By Eileen McGuire-Mahony

Ballotpedia News
If Californian elections didn't already command national scrutiny, Meg Whitman and Jerry Brown would be getting attention anyway. With under seven weeks left to Election Day, both gubernatorial hopefuls are running a fresh round of attack ads. Whitman's first volley goes back to 1992, when Brown was running for the Presidency. In an interview with C-SPAN, the-governor of Arkansas Bill Clinton criticized Brown's record and quoted a CNN report to back up his charges. The footage, showing Clinton arguing that Brown's record on fiscal management and taxation were lacking, makes up the core of Whitman's add.[1]

More recently, Clinton endorsed San Francisco Mayor Gavin Newsom in the opening round of California's gubernatorial contest. Newsom later dropped out and refiled to run as lieutenant governor, a primary he won - making him Jerry Brown's running mate.

Brown's immediate response to seeing an old political rival's words brought back was to utter a comment that amounted to a play on words on Clinton's infamous, "I did not have sexual relations with that woman" denial of the Lewinsky scandal, an assertion the President later had to take back.[2] In amateur video shot at a September 12th campaign event, Brown then followed up the quip with the rather damning, "I mean, Clinton's a nice guy, but who said he always told the truth?"

Nearly as soon as he'd said it, Brown apologized.[3] However, that Brown directed the jab not at his current opponent but at a man he faced two decades ago raised eyebrows. Such infighting, along with Whitman's lead in recent polls, may be a sign of things to come.

As for the CNN study that Clinton relied on in the 1992 clip, its accuracy has been questioned over the issue of what year was used as the "base year" for fiscal calculations in assessing Brown's performance. Whitman's camp, however, says Clinton's point was valid then and now, insisting, "Absolutely not, the essential elements of that ad are absolutely true."[4] The author of the paper, Brooks Jackson, admitted there was a mistake with some of the historical tax charts used to arrive at come of the paper's conclusions but also held that many of the criticisms were correct.[5]

In political circles, it's felt that Jerry Brown and Bill Clinton had a testy relationship at best.[6] However, Clinton has publicly stated in recent days that he and Brown long since put the 1992 Presidential season behind them and are now friends.

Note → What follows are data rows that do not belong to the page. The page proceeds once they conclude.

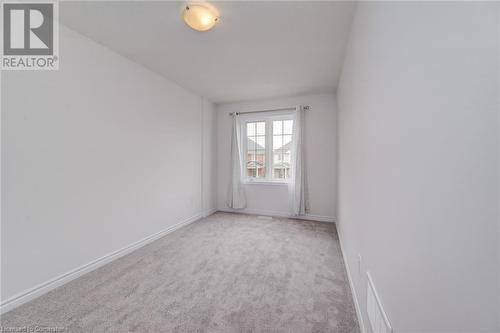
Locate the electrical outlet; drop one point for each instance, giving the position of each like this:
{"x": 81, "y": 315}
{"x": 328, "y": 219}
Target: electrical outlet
{"x": 359, "y": 264}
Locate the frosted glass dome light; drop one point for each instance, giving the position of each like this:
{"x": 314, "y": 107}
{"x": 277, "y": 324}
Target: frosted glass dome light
{"x": 199, "y": 17}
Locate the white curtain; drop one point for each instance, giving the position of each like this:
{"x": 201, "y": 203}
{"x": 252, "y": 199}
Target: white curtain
{"x": 235, "y": 194}
{"x": 296, "y": 187}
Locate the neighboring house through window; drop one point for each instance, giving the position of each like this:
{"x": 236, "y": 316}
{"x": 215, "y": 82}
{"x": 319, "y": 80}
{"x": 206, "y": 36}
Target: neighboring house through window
{"x": 267, "y": 146}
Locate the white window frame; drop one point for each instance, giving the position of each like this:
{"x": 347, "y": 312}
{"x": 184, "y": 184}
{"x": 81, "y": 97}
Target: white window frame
{"x": 268, "y": 118}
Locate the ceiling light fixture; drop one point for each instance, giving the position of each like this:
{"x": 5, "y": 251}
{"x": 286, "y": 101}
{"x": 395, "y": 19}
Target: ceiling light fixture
{"x": 199, "y": 17}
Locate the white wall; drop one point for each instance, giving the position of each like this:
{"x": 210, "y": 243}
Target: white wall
{"x": 320, "y": 129}
{"x": 419, "y": 162}
{"x": 209, "y": 158}
{"x": 95, "y": 156}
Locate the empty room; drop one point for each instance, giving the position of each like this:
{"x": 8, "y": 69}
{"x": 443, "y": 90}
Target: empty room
{"x": 250, "y": 166}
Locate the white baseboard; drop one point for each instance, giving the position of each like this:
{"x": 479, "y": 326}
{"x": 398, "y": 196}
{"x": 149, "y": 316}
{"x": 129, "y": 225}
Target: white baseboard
{"x": 49, "y": 285}
{"x": 249, "y": 211}
{"x": 351, "y": 284}
{"x": 209, "y": 212}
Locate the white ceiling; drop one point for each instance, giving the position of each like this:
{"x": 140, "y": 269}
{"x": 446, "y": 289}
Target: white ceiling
{"x": 258, "y": 49}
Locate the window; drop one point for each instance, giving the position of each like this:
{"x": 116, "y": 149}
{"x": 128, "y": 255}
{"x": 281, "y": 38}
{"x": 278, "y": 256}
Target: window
{"x": 267, "y": 145}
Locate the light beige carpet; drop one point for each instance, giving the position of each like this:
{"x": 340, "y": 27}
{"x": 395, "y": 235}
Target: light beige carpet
{"x": 225, "y": 273}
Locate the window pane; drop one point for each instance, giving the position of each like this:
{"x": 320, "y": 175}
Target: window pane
{"x": 250, "y": 145}
{"x": 261, "y": 142}
{"x": 250, "y": 129}
{"x": 256, "y": 149}
{"x": 287, "y": 126}
{"x": 277, "y": 142}
{"x": 261, "y": 128}
{"x": 277, "y": 127}
{"x": 286, "y": 142}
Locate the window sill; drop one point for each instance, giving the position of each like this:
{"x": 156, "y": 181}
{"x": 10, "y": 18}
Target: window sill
{"x": 265, "y": 182}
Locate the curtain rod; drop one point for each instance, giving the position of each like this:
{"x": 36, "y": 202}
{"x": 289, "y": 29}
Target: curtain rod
{"x": 305, "y": 107}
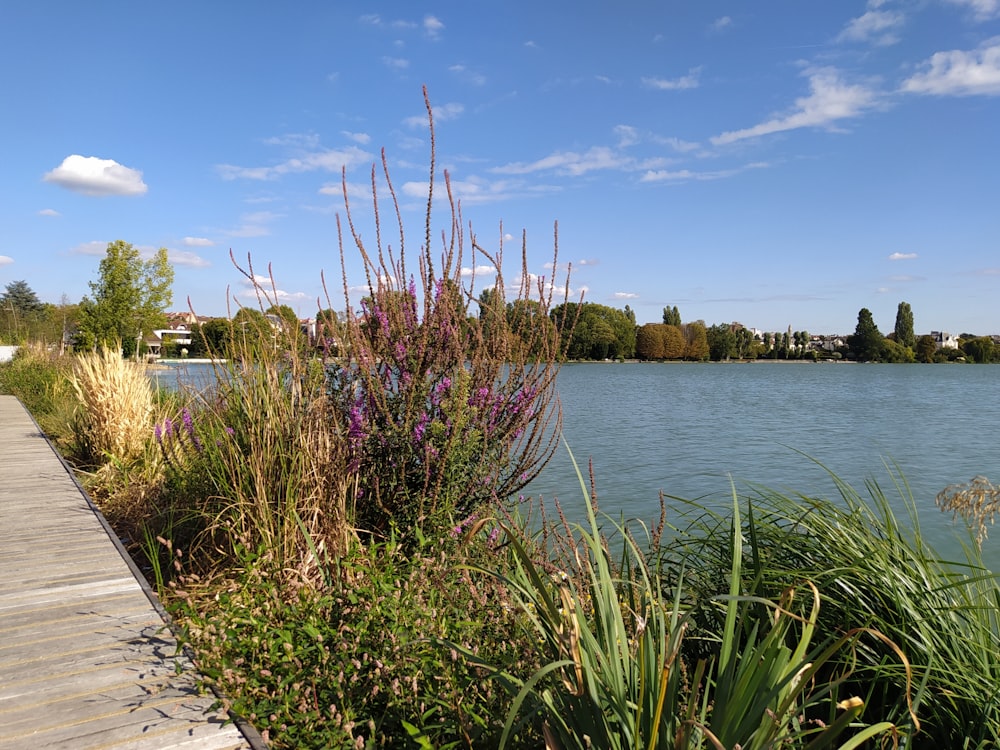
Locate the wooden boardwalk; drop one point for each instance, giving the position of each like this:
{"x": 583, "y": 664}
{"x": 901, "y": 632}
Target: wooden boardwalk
{"x": 85, "y": 658}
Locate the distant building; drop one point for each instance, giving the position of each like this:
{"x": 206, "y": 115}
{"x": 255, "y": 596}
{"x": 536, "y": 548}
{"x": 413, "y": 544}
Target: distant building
{"x": 944, "y": 340}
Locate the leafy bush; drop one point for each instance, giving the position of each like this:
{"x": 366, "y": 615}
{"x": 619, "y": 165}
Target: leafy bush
{"x": 358, "y": 663}
{"x": 442, "y": 409}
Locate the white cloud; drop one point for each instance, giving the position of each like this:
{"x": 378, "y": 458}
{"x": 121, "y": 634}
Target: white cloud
{"x": 982, "y": 10}
{"x": 90, "y": 248}
{"x": 330, "y": 160}
{"x": 362, "y": 138}
{"x": 476, "y": 79}
{"x": 570, "y": 162}
{"x": 480, "y": 270}
{"x": 253, "y": 224}
{"x": 959, "y": 73}
{"x": 442, "y": 113}
{"x": 396, "y": 63}
{"x": 722, "y": 23}
{"x": 681, "y": 175}
{"x": 90, "y": 175}
{"x": 627, "y": 135}
{"x": 690, "y": 81}
{"x": 830, "y": 100}
{"x": 877, "y": 26}
{"x": 433, "y": 27}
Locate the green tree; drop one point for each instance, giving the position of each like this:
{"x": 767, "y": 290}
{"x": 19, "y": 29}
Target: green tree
{"x": 696, "y": 338}
{"x": 721, "y": 341}
{"x": 926, "y": 348}
{"x": 904, "y": 325}
{"x": 980, "y": 349}
{"x": 20, "y": 311}
{"x": 129, "y": 299}
{"x": 650, "y": 342}
{"x": 674, "y": 343}
{"x": 867, "y": 343}
{"x": 209, "y": 339}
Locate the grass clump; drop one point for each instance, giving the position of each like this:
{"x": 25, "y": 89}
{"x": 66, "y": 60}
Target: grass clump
{"x": 115, "y": 398}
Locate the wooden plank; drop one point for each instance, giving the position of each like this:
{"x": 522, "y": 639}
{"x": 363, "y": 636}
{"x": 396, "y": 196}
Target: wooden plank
{"x": 86, "y": 658}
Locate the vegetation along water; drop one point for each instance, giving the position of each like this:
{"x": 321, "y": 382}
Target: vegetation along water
{"x": 350, "y": 536}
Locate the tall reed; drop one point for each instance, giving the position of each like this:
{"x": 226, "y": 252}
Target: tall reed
{"x": 620, "y": 675}
{"x": 116, "y": 406}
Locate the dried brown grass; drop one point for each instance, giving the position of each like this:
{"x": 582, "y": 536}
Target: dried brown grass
{"x": 115, "y": 399}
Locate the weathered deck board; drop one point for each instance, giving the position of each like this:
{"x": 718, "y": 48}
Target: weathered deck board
{"x": 86, "y": 660}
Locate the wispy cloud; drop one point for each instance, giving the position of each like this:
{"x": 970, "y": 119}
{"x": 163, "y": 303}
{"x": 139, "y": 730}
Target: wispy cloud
{"x": 330, "y": 160}
{"x": 433, "y": 27}
{"x": 690, "y": 81}
{"x": 720, "y": 24}
{"x": 395, "y": 63}
{"x": 442, "y": 113}
{"x": 959, "y": 73}
{"x": 254, "y": 224}
{"x": 684, "y": 175}
{"x": 982, "y": 10}
{"x": 830, "y": 100}
{"x": 876, "y": 26}
{"x": 91, "y": 175}
{"x": 463, "y": 72}
{"x": 569, "y": 162}
{"x": 187, "y": 258}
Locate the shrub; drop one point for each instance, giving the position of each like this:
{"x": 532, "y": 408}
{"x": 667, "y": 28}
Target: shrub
{"x": 116, "y": 406}
{"x": 442, "y": 409}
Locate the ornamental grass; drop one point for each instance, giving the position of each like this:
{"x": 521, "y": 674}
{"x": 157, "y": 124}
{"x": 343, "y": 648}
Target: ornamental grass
{"x": 115, "y": 399}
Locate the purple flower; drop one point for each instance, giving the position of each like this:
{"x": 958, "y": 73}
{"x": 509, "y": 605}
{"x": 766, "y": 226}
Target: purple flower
{"x": 421, "y": 428}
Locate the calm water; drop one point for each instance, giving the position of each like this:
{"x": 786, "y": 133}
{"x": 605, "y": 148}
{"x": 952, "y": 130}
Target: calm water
{"x": 686, "y": 429}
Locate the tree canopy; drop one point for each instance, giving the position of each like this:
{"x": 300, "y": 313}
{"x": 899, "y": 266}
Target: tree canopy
{"x": 867, "y": 343}
{"x": 129, "y": 299}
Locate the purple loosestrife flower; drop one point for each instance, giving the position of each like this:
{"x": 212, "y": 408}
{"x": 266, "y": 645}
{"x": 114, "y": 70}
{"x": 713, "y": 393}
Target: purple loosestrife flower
{"x": 189, "y": 427}
{"x": 421, "y": 428}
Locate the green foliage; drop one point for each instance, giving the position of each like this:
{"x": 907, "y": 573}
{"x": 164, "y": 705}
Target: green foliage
{"x": 904, "y": 326}
{"x": 40, "y": 380}
{"x": 981, "y": 349}
{"x": 672, "y": 316}
{"x": 867, "y": 343}
{"x": 618, "y": 673}
{"x": 926, "y": 348}
{"x": 129, "y": 298}
{"x": 600, "y": 332}
{"x": 359, "y": 660}
{"x": 721, "y": 341}
{"x": 893, "y": 351}
{"x": 209, "y": 339}
{"x": 696, "y": 341}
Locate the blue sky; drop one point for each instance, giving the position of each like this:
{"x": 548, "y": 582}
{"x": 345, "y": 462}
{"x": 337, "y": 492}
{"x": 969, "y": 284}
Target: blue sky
{"x": 773, "y": 163}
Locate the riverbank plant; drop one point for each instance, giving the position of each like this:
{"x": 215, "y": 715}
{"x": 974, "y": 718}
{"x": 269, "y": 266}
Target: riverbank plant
{"x": 445, "y": 400}
{"x": 619, "y": 675}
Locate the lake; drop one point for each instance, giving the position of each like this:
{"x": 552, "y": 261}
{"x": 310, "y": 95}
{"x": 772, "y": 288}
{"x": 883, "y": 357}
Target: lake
{"x": 688, "y": 428}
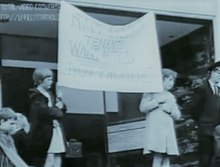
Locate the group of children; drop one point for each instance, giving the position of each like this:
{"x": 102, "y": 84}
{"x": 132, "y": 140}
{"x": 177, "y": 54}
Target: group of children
{"x": 12, "y": 125}
{"x": 44, "y": 145}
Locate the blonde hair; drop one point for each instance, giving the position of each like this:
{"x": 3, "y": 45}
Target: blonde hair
{"x": 40, "y": 74}
{"x": 166, "y": 72}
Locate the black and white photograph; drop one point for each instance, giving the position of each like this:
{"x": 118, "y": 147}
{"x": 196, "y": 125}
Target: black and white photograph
{"x": 114, "y": 83}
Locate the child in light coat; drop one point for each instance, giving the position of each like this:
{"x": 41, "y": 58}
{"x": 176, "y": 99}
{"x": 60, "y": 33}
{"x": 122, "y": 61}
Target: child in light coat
{"x": 161, "y": 110}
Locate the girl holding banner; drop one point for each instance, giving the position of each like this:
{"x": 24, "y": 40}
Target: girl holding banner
{"x": 47, "y": 143}
{"x": 161, "y": 110}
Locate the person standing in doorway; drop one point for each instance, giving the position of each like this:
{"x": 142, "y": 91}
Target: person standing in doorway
{"x": 161, "y": 110}
{"x": 47, "y": 141}
{"x": 206, "y": 112}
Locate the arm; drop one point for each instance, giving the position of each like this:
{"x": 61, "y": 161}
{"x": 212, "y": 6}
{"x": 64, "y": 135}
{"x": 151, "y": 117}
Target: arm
{"x": 196, "y": 104}
{"x": 148, "y": 103}
{"x": 39, "y": 107}
{"x": 171, "y": 107}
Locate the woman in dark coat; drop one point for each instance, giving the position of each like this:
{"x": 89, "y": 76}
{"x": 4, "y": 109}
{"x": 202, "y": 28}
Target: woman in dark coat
{"x": 47, "y": 142}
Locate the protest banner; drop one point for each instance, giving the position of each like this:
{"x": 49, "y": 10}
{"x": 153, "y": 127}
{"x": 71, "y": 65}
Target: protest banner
{"x": 93, "y": 55}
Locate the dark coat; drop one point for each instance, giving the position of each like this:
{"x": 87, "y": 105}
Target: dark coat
{"x": 206, "y": 109}
{"x": 41, "y": 121}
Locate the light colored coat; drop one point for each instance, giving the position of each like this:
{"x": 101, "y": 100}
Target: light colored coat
{"x": 161, "y": 110}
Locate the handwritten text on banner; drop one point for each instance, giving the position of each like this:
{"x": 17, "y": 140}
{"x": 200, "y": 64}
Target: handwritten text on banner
{"x": 97, "y": 56}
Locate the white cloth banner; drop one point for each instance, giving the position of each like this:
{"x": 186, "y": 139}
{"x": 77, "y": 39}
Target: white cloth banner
{"x": 96, "y": 56}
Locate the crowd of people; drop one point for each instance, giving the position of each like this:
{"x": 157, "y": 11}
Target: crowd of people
{"x": 41, "y": 143}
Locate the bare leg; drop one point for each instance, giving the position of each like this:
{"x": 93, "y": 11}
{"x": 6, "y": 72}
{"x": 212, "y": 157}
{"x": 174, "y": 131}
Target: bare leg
{"x": 157, "y": 160}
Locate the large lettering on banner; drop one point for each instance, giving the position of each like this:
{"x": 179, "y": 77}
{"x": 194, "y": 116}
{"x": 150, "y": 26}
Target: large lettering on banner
{"x": 96, "y": 56}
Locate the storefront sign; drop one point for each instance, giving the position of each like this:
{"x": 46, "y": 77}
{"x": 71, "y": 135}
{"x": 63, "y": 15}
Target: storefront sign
{"x": 97, "y": 56}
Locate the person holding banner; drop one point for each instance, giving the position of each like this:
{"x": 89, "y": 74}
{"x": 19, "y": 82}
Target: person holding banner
{"x": 161, "y": 110}
{"x": 47, "y": 141}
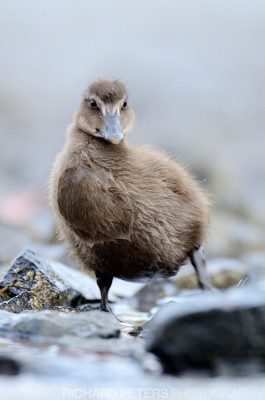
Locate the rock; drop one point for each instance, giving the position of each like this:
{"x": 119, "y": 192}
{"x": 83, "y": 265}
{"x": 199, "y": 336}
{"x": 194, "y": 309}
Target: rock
{"x": 28, "y": 273}
{"x": 49, "y": 283}
{"x": 9, "y": 366}
{"x": 147, "y": 296}
{"x": 18, "y": 303}
{"x": 224, "y": 273}
{"x": 53, "y": 326}
{"x": 210, "y": 328}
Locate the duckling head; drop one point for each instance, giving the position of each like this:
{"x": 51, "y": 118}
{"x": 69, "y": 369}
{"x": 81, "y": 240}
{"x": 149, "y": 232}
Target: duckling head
{"x": 104, "y": 111}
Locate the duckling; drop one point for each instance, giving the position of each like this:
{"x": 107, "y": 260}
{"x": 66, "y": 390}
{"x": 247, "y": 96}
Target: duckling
{"x": 127, "y": 212}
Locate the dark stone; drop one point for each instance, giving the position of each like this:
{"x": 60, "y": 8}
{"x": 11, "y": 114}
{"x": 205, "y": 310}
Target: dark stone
{"x": 210, "y": 328}
{"x": 9, "y": 366}
{"x": 28, "y": 273}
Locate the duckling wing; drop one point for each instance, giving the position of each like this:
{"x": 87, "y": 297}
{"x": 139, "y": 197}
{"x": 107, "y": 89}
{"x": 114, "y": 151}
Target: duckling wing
{"x": 95, "y": 205}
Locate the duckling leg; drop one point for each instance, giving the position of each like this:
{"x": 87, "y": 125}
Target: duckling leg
{"x": 104, "y": 282}
{"x": 198, "y": 261}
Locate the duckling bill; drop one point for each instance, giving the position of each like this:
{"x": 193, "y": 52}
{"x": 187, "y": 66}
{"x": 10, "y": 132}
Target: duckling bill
{"x": 127, "y": 212}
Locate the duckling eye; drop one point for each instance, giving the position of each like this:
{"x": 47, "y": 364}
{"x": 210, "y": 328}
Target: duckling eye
{"x": 93, "y": 104}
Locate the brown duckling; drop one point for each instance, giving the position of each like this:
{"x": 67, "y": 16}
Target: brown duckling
{"x": 126, "y": 212}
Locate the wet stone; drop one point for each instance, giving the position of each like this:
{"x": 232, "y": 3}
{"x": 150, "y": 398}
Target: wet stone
{"x": 18, "y": 303}
{"x": 209, "y": 329}
{"x": 54, "y": 326}
{"x": 28, "y": 273}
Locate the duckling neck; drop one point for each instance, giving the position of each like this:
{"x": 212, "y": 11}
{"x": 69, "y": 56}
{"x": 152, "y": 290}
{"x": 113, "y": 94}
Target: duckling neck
{"x": 102, "y": 152}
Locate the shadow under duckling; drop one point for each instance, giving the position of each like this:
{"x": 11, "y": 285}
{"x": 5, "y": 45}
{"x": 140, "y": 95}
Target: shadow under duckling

In a much more tangible gesture, the former President formally endorsed Brown's gubernatorial bid on September 14th. Remarking, in part, "he would be an excellent governor at a time when California needs his creativity and fiscal prudence," Clinton made no reference to the Whitman ad or to Brown's own comments.

Whitman has responded to Brown's public demand that she take down the ad with an equally public refusal. The next move came from Brown's campaign, who had a pair of 15-second spots out by the end of the day on September 14th likening Whitman to Pinocchio, with a penchant for lying and an ever-growing nose.[7] That the ads are direct responses to Whitman's ad has been made clear by the Brown campaign.

Whitman's only response has come through campaign spokesman Andrea Jones-Rivera, who commented, "Jerry Brown is doing exactly what a 40-year career politician would do: Run from his real record and launch character attacks."[8]

On Jerry Brown's YouTube Channel, the two 'Pinocchio' ads together have garnered a little over 16,000 views. Meg Whitman's ad using the Bill Clinton clip is nearing 30,000 views.